Cannabis and medical use in the Netherlands
The Netherlands has been seen as a bastion for the cannabis
smoker for a very long time. It is where tourists, students, medical users and
anyone looking for a bit of enlightenment make a pilgrimage to in order to
sample some of the wonders of marijuana. But did you know that weed is not
technically legal there?
Through loopholes in law and by public consensus, the
governing body of the Netherlands operates under a policy of tolerance. This
means anything that is classified as a “soft drug”
by the government, (which cannabis is), doesn’t involve the pursuit of
individual prosecutions for personal possession.

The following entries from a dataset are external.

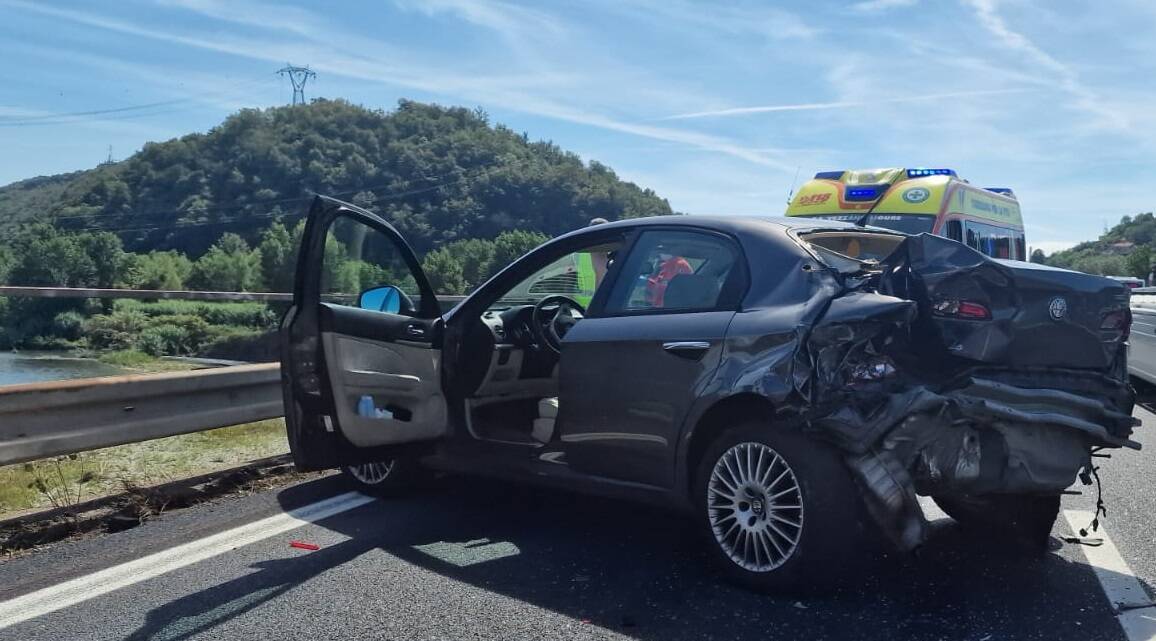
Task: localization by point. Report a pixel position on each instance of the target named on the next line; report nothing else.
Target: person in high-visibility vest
(592, 267)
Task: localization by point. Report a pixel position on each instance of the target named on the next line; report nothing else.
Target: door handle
(687, 348)
(415, 331)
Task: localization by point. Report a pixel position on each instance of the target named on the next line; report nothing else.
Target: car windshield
(576, 274)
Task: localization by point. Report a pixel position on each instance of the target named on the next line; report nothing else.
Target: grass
(139, 362)
(72, 479)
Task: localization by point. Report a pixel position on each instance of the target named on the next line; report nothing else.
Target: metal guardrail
(39, 420)
(141, 294)
(445, 301)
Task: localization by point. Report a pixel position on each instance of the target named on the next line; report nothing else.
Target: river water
(29, 367)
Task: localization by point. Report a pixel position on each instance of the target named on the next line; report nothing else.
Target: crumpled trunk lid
(1009, 398)
(1036, 316)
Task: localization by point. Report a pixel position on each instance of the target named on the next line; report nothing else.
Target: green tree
(444, 272)
(161, 270)
(1139, 262)
(476, 258)
(110, 263)
(228, 266)
(511, 245)
(438, 174)
(52, 259)
(1106, 265)
(279, 258)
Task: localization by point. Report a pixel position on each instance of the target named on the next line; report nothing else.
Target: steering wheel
(553, 317)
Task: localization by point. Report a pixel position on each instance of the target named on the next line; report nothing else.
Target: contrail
(844, 104)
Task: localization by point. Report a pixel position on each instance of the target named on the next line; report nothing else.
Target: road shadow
(641, 572)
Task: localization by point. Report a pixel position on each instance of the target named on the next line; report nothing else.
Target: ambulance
(917, 201)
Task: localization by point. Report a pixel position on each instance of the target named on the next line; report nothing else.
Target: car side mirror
(387, 299)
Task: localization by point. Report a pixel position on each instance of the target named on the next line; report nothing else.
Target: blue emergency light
(860, 194)
(923, 172)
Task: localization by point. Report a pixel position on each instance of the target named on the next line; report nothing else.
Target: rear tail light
(1119, 321)
(966, 310)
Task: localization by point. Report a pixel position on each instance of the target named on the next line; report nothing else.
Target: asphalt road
(488, 560)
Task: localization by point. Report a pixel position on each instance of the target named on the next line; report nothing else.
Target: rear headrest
(691, 290)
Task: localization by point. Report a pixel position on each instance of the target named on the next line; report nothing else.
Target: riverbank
(42, 366)
(67, 480)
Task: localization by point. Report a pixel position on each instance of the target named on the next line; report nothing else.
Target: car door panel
(623, 392)
(401, 376)
(357, 380)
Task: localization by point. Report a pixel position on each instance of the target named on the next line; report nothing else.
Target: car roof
(739, 223)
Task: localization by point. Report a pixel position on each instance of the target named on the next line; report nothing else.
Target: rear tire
(385, 478)
(778, 509)
(1028, 517)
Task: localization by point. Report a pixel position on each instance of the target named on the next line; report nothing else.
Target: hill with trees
(223, 211)
(1126, 249)
(438, 174)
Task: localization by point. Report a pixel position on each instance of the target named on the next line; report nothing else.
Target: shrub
(68, 325)
(115, 331)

There is a fine line though. Personal use is tolerated, but
anything that may be seen as an intent to supply will
be pursued with the full force of the law. Having more than 5 grams of cannabis
in a public area, or 30 in a private will see someone land in serious trouble.

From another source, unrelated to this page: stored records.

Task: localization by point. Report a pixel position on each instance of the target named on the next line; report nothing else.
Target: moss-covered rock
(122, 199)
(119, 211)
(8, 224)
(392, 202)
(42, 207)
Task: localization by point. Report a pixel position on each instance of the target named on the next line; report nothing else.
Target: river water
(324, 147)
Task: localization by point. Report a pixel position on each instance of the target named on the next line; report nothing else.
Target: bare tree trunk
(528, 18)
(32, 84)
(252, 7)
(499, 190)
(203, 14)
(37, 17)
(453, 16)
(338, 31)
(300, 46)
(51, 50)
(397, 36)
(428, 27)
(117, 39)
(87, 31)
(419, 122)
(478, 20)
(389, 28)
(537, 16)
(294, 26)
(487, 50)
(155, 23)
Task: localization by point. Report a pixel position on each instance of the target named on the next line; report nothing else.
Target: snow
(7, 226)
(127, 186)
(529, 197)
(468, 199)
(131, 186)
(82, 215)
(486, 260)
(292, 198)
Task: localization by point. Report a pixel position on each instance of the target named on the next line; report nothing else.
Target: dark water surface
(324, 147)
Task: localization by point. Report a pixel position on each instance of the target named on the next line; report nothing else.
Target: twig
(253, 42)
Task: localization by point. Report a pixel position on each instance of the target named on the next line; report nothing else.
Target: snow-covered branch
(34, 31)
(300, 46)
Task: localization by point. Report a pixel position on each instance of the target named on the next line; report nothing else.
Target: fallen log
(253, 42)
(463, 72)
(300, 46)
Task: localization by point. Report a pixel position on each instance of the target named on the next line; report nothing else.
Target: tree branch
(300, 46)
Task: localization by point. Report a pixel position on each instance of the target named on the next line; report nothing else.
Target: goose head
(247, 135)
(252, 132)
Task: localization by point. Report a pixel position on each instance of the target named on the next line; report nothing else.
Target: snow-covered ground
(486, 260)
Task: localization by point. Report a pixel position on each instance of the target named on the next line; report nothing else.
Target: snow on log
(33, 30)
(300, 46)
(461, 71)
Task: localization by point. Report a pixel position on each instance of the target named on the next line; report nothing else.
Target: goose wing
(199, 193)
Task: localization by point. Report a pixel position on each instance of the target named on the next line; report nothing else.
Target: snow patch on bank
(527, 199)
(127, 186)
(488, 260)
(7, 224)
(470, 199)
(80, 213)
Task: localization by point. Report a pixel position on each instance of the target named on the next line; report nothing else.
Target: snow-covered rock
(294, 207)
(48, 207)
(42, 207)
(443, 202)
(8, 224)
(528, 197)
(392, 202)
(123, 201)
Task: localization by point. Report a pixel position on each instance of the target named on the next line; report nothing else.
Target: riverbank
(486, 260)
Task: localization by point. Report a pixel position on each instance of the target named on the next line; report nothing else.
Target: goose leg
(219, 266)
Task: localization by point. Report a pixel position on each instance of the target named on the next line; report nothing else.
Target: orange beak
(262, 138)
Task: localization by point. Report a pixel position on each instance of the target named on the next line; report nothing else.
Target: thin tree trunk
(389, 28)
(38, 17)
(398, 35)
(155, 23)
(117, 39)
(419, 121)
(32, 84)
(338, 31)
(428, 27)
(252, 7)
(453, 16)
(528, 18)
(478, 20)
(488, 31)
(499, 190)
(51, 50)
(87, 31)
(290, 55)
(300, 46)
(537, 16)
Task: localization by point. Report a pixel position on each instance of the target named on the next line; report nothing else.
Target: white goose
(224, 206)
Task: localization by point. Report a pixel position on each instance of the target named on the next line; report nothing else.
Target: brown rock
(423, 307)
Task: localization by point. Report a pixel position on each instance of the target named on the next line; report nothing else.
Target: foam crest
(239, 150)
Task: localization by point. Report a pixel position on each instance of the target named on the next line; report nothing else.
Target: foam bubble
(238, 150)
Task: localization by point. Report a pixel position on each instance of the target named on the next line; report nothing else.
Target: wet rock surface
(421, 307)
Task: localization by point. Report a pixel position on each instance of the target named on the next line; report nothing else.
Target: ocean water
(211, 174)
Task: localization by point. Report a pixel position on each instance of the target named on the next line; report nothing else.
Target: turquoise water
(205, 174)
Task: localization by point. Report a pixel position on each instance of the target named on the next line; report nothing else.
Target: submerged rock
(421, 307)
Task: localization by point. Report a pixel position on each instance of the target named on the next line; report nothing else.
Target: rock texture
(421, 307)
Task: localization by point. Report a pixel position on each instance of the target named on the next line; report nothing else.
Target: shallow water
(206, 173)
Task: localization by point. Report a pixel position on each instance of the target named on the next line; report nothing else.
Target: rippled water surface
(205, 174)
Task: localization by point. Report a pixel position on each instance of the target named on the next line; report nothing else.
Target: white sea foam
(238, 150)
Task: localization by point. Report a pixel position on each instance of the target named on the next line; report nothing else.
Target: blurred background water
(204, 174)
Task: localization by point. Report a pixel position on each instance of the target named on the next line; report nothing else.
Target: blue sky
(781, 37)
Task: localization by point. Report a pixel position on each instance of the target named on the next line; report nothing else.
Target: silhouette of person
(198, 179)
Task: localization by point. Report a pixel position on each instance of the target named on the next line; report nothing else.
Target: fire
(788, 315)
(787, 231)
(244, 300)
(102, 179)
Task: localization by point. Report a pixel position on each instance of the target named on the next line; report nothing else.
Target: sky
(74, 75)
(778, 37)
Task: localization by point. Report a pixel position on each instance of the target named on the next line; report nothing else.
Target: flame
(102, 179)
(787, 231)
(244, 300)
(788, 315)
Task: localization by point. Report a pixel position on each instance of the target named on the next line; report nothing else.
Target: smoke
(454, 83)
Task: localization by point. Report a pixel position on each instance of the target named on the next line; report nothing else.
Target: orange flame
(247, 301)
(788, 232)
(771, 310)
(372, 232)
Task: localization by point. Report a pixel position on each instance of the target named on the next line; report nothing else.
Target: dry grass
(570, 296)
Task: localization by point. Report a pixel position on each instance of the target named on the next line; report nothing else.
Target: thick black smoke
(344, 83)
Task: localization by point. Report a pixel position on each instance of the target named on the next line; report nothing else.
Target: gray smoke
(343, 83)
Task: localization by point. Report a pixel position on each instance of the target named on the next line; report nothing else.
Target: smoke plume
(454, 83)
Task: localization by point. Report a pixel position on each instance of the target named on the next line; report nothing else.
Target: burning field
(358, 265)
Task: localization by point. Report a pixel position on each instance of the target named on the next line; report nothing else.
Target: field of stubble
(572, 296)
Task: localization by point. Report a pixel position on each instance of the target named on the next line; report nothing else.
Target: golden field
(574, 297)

You will also face prosecution if you are found growing more than 5 plants.
That’s not to say that if a policemen catches you with less they will let you
go on your way with no consequences. It will be down to the policeman's
discretion - so you best hope they are having a good day, or they may
confiscate your goods as they are still technically illegal. You just don’t
have to worry about prosecution. In general it is a well known fact that many
Dutch citizens are growing a plant or two each summer. Even in the Dutch climate,
all you need is a cannabis
growing guide and a few good seeds to grow enough weed for personal usage.

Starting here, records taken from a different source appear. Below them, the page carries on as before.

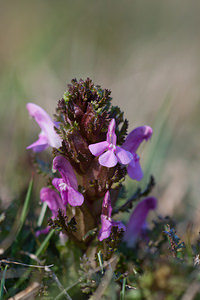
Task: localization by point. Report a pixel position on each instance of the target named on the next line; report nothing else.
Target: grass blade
(25, 207)
(3, 283)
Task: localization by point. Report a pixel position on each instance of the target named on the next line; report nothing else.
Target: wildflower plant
(91, 243)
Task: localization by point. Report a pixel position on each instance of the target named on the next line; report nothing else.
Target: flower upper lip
(67, 185)
(48, 136)
(113, 154)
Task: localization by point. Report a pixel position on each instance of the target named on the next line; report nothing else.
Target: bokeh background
(146, 52)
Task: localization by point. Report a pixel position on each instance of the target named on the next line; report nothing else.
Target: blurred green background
(146, 52)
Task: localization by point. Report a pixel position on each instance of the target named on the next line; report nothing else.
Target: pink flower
(137, 222)
(106, 222)
(48, 136)
(67, 185)
(131, 144)
(54, 202)
(110, 154)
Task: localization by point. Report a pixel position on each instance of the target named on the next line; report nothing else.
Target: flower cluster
(89, 145)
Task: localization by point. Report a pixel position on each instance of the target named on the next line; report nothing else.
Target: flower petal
(108, 159)
(124, 157)
(62, 165)
(111, 136)
(98, 148)
(43, 231)
(119, 224)
(74, 197)
(136, 137)
(46, 124)
(52, 199)
(134, 169)
(59, 184)
(40, 145)
(106, 205)
(106, 226)
(138, 219)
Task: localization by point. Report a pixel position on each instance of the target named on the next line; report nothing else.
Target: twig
(137, 195)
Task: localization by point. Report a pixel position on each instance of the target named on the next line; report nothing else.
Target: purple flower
(48, 136)
(137, 222)
(106, 222)
(67, 185)
(54, 202)
(131, 144)
(113, 154)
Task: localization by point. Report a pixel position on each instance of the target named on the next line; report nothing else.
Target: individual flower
(137, 222)
(54, 202)
(48, 136)
(110, 154)
(106, 222)
(131, 144)
(67, 185)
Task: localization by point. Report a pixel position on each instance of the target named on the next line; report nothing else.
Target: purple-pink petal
(137, 220)
(98, 148)
(111, 136)
(74, 197)
(124, 157)
(119, 224)
(52, 199)
(136, 137)
(108, 159)
(40, 145)
(106, 205)
(46, 124)
(134, 169)
(43, 231)
(61, 186)
(106, 226)
(62, 165)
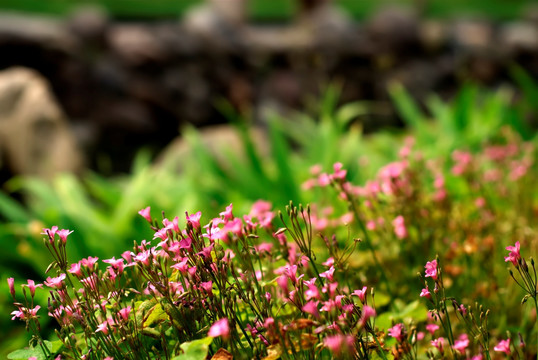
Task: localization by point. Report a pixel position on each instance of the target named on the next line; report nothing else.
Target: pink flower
(361, 293)
(432, 328)
(89, 262)
(367, 313)
(514, 255)
(194, 219)
(145, 213)
(340, 344)
(63, 234)
(503, 346)
(324, 179)
(220, 328)
(438, 343)
(227, 215)
(431, 269)
(11, 284)
(311, 307)
(399, 227)
(50, 233)
(461, 344)
(124, 313)
(425, 293)
(339, 173)
(76, 269)
(55, 283)
(397, 332)
(32, 286)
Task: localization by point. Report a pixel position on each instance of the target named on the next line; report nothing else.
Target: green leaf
(195, 350)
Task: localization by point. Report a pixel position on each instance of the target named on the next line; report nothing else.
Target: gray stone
(34, 134)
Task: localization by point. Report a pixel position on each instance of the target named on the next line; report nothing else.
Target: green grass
(276, 10)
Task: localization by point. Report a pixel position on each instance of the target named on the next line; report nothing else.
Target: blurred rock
(475, 35)
(89, 23)
(46, 32)
(394, 29)
(519, 37)
(34, 133)
(218, 24)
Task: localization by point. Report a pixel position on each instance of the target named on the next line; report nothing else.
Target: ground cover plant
(410, 264)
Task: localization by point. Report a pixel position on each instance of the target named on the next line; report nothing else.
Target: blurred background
(108, 106)
(126, 74)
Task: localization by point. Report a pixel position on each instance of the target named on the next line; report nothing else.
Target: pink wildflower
(145, 213)
(397, 332)
(63, 234)
(431, 269)
(361, 294)
(399, 227)
(514, 255)
(194, 220)
(438, 343)
(227, 215)
(503, 346)
(462, 343)
(76, 270)
(367, 313)
(311, 307)
(124, 313)
(32, 286)
(340, 344)
(425, 293)
(11, 284)
(432, 328)
(55, 283)
(220, 328)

With the development autoflowering genetics, plants
can basically be grown anywhere.
The only place you can “legally” obtain cannabis is within a
coffee shop, and these are only allowed to stock up to 500g at a time. Of
course, they are not allowed to grow the weed as cultivation of anything more
than 5 plants is illegal, so their supply has to appear out of nowhere. For now
this system seems to be working, with the government focusing on stopping
cultivation instead of clamping down on the everyday user looking to relax. Cannabis seeds can still
be legally bought on the internet and the Netherlands is still the main
provider for cannabis seeds and top-notch genetics.
A few years ago, the ruling conservative Christian party
came up with the idea of introducing a “weed
pass” within the Netherlands to try to curb the amount of tourists
specifically coming to the country to smoke. This pass required Dutch citizens to
register for a government pass to use in coffee shops, effectively stopping
tourists from smoking. There was a general outcry against the damage it would
to do the tourist industry and it was fortunately never rolled out on a
There is now a much more forward thinking party in power who
are thinking of taking cannabis and its use the other way down the road,
embracing it instead of shunning it. The Dutch Medical Office, (a government
agency), is working with the city of Utrecht to trial a new scheme for medical
users. This scheme plans to supply patients with a specially grown, government
made hash for the treatment of mental disorders such as insomnia and psychosis.
Another cannabis scheme that will hopefully soon see the light
is the setting up of a cannabis social club. Cannabis social clubs are
collectives of cannabis users, normally medical patients, who band together to
grow weed for personal/medical use amongst its members. You may think, well
what's the point in that? Just go to a coffee shop and buy some! Well there is
actually some very logical reasoning behind this. Currently, as mentioned, the
cultivation of cannabis within the Netherlands is illegal. This means that the
supply from coffee shops comes from illegal sources, which are often gangs of
organized criminals. By allowing those in need to grow large amounts, to be
legally and fairly distributed amongst themselves, you take a lot of the power
out of the hands of these gangs whilst making sure it is only grown and used by
those authorized to do so. Of course, this is just a trial for now, and is
still facing government scrutiny - but should it come to pass, it bodes very
well for the future of cannabis within this great country.